What Is Enterprise Architecture Planning?

Malcolm Tatum

Enterprise architecture planning is a business strategy that aids in identifying the processes or architectures that ultimately support the operation of a business and move the company closer to achieving its stated goals. Once identified, the strategy further helps to arrange these architectures into a cohesive and logical sequence that aids in the overall process of effective business planning. Inherent to the function of enterprise architecture planning is making the best use of information that is available, both in terms of historical and current data that helps to point the way to the future.

Enterprise architecture planning uses historical and current data to help point the way to the future.
Enterprise architecture planning uses historical and current data to help point the way to the future.

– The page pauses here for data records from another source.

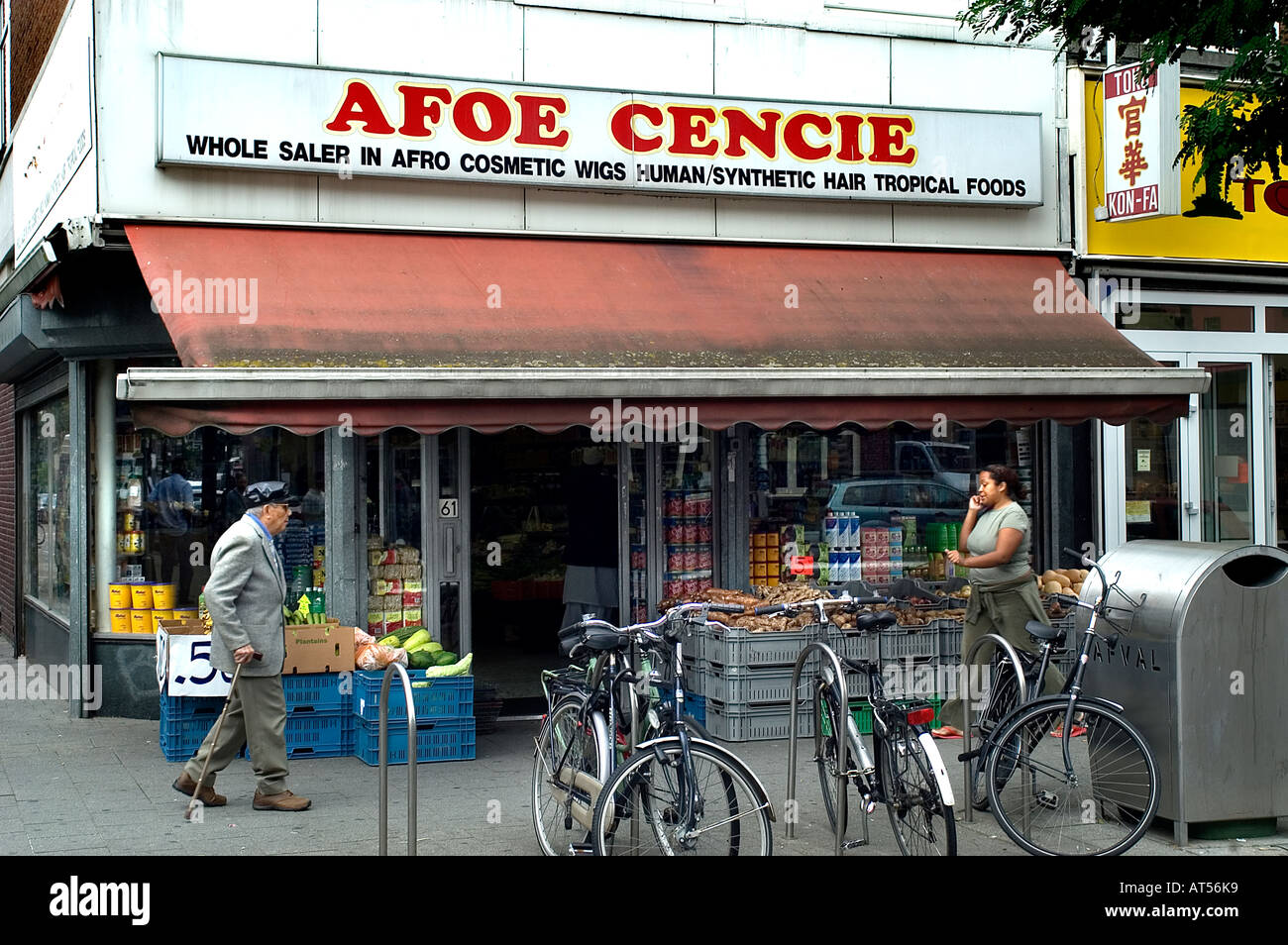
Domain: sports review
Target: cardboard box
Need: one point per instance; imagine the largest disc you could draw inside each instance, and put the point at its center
(318, 648)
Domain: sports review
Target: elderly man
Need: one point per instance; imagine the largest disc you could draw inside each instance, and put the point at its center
(245, 596)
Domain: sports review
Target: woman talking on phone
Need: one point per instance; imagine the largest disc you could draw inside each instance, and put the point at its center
(995, 544)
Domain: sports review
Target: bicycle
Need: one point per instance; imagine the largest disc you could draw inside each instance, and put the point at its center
(1087, 779)
(681, 793)
(1003, 698)
(576, 756)
(909, 774)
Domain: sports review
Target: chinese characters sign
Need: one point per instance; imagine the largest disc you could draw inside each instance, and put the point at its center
(1140, 142)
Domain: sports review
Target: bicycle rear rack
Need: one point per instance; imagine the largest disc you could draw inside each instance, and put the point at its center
(791, 807)
(384, 760)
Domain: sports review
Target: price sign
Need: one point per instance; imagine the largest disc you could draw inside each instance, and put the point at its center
(188, 670)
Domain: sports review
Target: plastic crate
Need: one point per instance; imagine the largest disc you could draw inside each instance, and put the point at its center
(758, 722)
(696, 705)
(951, 641)
(450, 696)
(745, 683)
(739, 647)
(318, 691)
(897, 644)
(853, 645)
(441, 739)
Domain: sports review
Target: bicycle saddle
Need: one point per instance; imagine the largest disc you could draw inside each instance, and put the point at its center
(1041, 631)
(874, 621)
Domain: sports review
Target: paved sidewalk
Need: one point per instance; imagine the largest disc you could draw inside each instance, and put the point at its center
(101, 787)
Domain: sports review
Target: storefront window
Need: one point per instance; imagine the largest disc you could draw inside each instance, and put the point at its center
(178, 494)
(48, 502)
(1225, 421)
(853, 505)
(1177, 317)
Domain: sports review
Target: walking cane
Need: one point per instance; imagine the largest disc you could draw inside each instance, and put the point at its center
(219, 725)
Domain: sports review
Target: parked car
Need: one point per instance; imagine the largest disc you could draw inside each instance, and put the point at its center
(876, 498)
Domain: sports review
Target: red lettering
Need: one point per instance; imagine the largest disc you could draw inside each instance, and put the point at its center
(849, 147)
(688, 137)
(539, 114)
(1276, 197)
(423, 108)
(889, 142)
(498, 117)
(1249, 192)
(361, 106)
(742, 127)
(622, 127)
(794, 136)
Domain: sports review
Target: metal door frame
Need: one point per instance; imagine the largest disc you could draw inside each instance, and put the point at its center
(445, 536)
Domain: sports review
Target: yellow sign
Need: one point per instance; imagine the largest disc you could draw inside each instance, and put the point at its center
(1247, 223)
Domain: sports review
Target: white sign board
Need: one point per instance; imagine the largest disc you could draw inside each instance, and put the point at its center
(217, 114)
(55, 133)
(1142, 137)
(184, 667)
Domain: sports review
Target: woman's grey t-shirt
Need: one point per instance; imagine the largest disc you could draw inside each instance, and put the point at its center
(983, 541)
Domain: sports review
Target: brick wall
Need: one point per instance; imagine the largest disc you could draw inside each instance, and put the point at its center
(8, 514)
(31, 29)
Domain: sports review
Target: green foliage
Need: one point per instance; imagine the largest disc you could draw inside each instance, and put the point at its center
(1244, 123)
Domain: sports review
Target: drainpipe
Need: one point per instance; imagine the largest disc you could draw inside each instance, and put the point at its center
(104, 488)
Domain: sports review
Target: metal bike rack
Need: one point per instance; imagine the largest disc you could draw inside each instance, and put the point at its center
(966, 707)
(840, 748)
(384, 760)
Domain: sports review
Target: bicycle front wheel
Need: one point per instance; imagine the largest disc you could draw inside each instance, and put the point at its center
(829, 759)
(922, 823)
(1098, 804)
(562, 808)
(653, 806)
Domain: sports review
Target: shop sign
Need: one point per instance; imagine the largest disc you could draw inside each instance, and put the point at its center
(184, 667)
(55, 133)
(1141, 140)
(1235, 217)
(259, 116)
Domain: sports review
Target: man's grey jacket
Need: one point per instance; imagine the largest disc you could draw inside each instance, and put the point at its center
(245, 595)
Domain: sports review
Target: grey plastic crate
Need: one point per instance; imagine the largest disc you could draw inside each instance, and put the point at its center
(951, 641)
(853, 645)
(897, 644)
(743, 683)
(742, 722)
(739, 647)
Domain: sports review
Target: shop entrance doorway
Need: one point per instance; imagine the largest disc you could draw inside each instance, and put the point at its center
(544, 519)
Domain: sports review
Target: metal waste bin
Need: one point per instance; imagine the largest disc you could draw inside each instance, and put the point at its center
(1202, 674)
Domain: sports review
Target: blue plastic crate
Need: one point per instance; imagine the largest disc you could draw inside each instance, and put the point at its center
(318, 691)
(441, 739)
(451, 696)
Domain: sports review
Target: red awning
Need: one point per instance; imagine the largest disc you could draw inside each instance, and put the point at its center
(370, 417)
(271, 299)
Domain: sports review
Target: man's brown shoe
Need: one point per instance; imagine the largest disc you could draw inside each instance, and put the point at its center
(286, 801)
(185, 786)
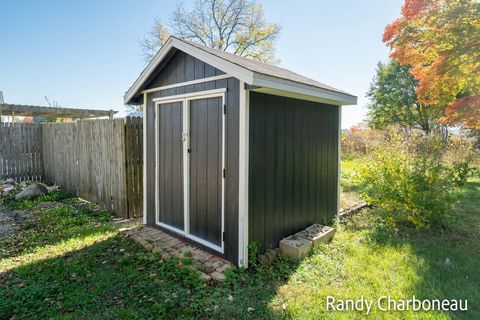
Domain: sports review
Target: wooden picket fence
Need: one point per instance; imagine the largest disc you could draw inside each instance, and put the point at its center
(98, 160)
(21, 151)
(134, 165)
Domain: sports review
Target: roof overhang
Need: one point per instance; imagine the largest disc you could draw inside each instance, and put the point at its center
(260, 82)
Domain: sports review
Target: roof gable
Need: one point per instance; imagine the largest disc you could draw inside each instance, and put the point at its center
(260, 76)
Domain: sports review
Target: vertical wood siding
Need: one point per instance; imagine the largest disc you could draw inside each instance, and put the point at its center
(21, 151)
(180, 68)
(293, 166)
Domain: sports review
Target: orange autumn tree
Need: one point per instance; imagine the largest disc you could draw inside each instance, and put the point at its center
(440, 39)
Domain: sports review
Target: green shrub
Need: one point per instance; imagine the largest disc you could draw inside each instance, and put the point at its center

The actual phases, or cycles, that are part of the basic enterprise architecture planning or EAP effort can be segregated into four basic sections, or layers. The first has to do with the phase of beginning the effort. During this phase, data is collected and organized in some manner, with the goal of being able to qualify and use that data to establish basic structure for the activity and determine what tools or resources will be necessary. It is during this phase that foundational decisions are made that have an impact on all the future planning and implementation associated with the project.

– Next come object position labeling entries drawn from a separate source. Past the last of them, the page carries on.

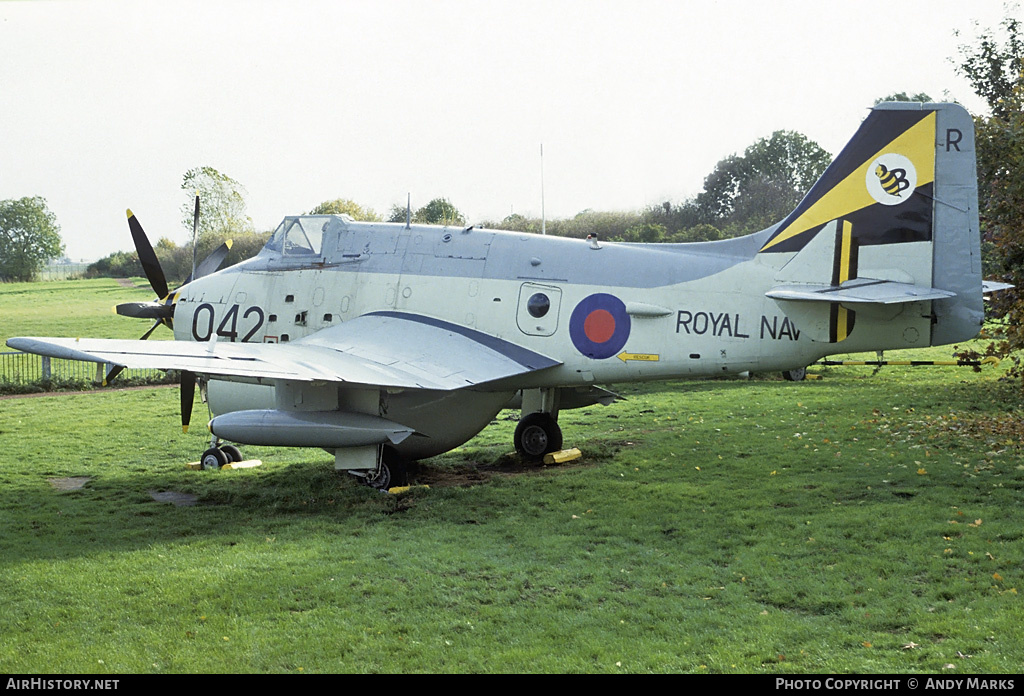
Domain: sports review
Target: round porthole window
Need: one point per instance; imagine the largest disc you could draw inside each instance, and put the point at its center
(538, 305)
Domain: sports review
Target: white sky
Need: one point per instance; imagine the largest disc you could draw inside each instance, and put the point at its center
(104, 105)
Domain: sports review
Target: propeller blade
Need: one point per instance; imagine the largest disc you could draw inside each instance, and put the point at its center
(187, 396)
(152, 329)
(146, 257)
(195, 237)
(145, 310)
(212, 262)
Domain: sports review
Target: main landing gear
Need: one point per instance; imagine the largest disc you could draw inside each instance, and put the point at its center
(538, 432)
(391, 471)
(219, 454)
(537, 435)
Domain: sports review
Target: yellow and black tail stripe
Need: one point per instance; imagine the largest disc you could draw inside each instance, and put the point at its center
(845, 258)
(841, 192)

A second phase, or layer, of enterprise architecture planning has to do with evaluating the current status of the business and how that relates to the proposed project. Since historical data has already been collected and organized, the task of understanding not only the current situation but how that situation came to pass is relatively easy. This evaluation of the here and now also helps to form the basis for all future activities connected with the project.

Setting the goal or goals for the project is often considered the third phase of enterprise architecture planning. Here, the task is to identify the desired end result of the project, using the current situation as the starting point. Since all data related to resources and tools, including business information systems, labor force, and even equipment and software programs were addressed earlier, the formation of responsible and reachable goals is generally not a difficult task.

The fourth layer, or phase, of enterprise architectural planning is the development of a road map to move forward from present circumstances on to the identified goals. It is during this phase that specifics of how to make that movement are formulated. Assignments are made, check and balance systems implemented, and scheduling for the completion of essential tasks is developed. Every aspect, including cost, is addressed and accounted for during this phase. Assuming that each of these phases has been successfully executed, the end result will be a clear understanding of where the effort is starting, what is to be accomplished, and how to make systematic and logical steps toward those stated goals.